Cassandra: eu me esforcei muito para respeitar seu limite de afastamento (ainda que eu tenha minhas críticas), mas eu pensei... hum, ela não me proibiu de mandar mensagem, só de respondê-la
Cassandra: além disso a vizinha de cama que acabou de sair foi uma das PIORES companhias que eu já tive! que falta faz uma belém martins com um parafuso a menos
Cassandra: (mas tá tudo bem ter parafusos certinhos também!)
Cassandra: como estão seus amigos? e você?

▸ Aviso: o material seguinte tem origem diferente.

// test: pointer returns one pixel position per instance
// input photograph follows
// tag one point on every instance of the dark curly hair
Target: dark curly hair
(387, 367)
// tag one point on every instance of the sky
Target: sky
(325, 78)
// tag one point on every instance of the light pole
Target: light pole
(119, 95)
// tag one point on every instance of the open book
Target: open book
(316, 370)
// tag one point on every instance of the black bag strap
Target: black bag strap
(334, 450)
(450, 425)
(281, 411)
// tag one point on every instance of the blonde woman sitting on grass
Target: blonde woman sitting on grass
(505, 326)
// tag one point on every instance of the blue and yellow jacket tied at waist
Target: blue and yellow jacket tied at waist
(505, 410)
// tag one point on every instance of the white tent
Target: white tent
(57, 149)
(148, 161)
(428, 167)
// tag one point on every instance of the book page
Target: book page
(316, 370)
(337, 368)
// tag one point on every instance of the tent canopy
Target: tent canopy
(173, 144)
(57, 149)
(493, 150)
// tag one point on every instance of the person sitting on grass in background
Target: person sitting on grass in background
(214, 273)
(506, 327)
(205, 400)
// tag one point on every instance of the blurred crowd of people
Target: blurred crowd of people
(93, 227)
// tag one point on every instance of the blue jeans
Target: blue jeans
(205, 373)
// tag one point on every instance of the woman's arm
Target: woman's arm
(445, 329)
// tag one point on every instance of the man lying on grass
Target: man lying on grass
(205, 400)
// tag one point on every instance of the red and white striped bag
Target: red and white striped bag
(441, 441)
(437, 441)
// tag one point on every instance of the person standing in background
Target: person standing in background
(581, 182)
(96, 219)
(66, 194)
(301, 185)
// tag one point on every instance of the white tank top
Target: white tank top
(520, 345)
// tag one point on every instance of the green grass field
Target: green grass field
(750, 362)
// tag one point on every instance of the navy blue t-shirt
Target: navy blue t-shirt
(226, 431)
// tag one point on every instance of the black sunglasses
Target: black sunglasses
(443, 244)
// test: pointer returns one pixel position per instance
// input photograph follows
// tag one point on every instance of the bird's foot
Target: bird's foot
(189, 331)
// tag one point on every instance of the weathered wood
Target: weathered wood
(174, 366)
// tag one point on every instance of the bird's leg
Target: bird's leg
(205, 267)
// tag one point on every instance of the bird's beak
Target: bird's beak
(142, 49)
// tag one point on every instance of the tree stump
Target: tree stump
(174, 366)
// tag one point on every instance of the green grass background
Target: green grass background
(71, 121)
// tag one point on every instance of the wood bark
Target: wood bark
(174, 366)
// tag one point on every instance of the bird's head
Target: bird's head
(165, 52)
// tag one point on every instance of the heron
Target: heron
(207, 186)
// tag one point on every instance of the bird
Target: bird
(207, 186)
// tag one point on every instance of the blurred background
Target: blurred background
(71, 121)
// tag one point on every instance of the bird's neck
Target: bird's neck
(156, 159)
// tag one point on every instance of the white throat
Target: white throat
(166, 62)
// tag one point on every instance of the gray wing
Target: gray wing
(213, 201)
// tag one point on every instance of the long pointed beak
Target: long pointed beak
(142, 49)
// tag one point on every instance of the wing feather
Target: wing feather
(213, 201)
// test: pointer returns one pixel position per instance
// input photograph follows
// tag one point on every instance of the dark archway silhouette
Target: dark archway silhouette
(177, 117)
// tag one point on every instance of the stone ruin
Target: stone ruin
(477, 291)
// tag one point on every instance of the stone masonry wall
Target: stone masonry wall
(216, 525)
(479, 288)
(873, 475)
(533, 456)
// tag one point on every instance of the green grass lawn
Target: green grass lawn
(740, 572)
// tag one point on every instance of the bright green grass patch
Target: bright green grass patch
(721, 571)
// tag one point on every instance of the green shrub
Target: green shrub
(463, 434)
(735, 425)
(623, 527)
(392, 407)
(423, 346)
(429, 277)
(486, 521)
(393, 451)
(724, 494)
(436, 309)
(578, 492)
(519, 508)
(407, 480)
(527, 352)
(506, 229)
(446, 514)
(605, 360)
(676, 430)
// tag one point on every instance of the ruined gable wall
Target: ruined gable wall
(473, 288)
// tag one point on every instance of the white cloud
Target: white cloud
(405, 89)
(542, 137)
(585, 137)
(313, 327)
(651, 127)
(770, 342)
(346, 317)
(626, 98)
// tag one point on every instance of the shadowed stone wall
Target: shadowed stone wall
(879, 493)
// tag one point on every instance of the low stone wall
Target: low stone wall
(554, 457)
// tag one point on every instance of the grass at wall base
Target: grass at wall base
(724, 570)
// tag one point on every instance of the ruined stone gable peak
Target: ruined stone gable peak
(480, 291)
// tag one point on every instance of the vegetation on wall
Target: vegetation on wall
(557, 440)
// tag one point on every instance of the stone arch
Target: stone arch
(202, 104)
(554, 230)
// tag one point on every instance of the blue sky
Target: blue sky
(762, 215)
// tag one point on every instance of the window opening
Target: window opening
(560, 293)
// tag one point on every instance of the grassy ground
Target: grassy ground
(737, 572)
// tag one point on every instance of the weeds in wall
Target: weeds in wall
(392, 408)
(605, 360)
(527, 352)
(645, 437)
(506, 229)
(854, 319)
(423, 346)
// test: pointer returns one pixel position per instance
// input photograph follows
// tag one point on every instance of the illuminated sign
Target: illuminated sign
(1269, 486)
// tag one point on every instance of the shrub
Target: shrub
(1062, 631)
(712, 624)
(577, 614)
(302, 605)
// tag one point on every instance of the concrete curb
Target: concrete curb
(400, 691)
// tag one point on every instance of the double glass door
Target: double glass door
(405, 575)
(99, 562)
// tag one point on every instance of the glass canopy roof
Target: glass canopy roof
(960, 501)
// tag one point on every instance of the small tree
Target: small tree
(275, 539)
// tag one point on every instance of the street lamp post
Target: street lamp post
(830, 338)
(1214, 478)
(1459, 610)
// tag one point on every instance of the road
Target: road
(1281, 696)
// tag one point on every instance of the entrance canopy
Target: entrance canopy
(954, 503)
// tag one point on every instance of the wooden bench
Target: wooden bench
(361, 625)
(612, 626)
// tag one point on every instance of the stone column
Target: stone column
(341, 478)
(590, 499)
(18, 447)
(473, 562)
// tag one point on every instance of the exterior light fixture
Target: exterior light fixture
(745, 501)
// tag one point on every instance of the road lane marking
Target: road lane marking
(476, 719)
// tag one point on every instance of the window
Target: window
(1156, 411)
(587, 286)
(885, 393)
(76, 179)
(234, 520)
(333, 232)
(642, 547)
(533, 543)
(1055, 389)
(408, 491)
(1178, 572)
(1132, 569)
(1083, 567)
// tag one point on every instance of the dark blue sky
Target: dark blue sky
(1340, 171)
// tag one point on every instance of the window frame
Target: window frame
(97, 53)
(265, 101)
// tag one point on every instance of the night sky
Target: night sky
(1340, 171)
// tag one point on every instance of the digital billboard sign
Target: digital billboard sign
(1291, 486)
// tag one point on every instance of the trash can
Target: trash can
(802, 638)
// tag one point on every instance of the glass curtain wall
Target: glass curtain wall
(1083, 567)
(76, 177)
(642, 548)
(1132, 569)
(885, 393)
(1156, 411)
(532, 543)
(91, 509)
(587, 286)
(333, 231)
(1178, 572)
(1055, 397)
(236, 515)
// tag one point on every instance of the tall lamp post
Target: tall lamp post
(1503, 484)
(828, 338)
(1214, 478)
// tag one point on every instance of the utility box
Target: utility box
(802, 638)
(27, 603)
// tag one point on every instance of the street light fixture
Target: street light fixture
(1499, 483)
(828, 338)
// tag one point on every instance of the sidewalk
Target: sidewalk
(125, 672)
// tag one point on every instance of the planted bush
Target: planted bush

Cassandra: andei pensando e escrevi um manual de sobrevivência para você
Cassandra: manual-natalino.pdf
23 de Março
Cassandra: vc sabe que é meio mal educado não me responder depois do esforço que fiz para escrever aquele manual
Cassandra: mas tá, beleza
1 de Abril
Cassandra: Oi, aqui é a mãe da Cassandra, ela faleceu ontem a noite.
Cassandra: O que você achava dela? Tinha crush nela? Gostava dela? Seja sincera, dê uma nota de 1 a 100.
Belém está digitando...
Belém está digitando...
Belém está offline.
16 de Abril
O despertador não é pontual. Talvez seja porque tenha apertado uma quantidade considerável de vezes no modo soneca, mas já são oito e meia da manhã quando levanto. Pelo menos, tenho uma rotina: cinco minutos sentada na cama criando coragem para levar, um banho e mais cinco apenas me olhando no espelho.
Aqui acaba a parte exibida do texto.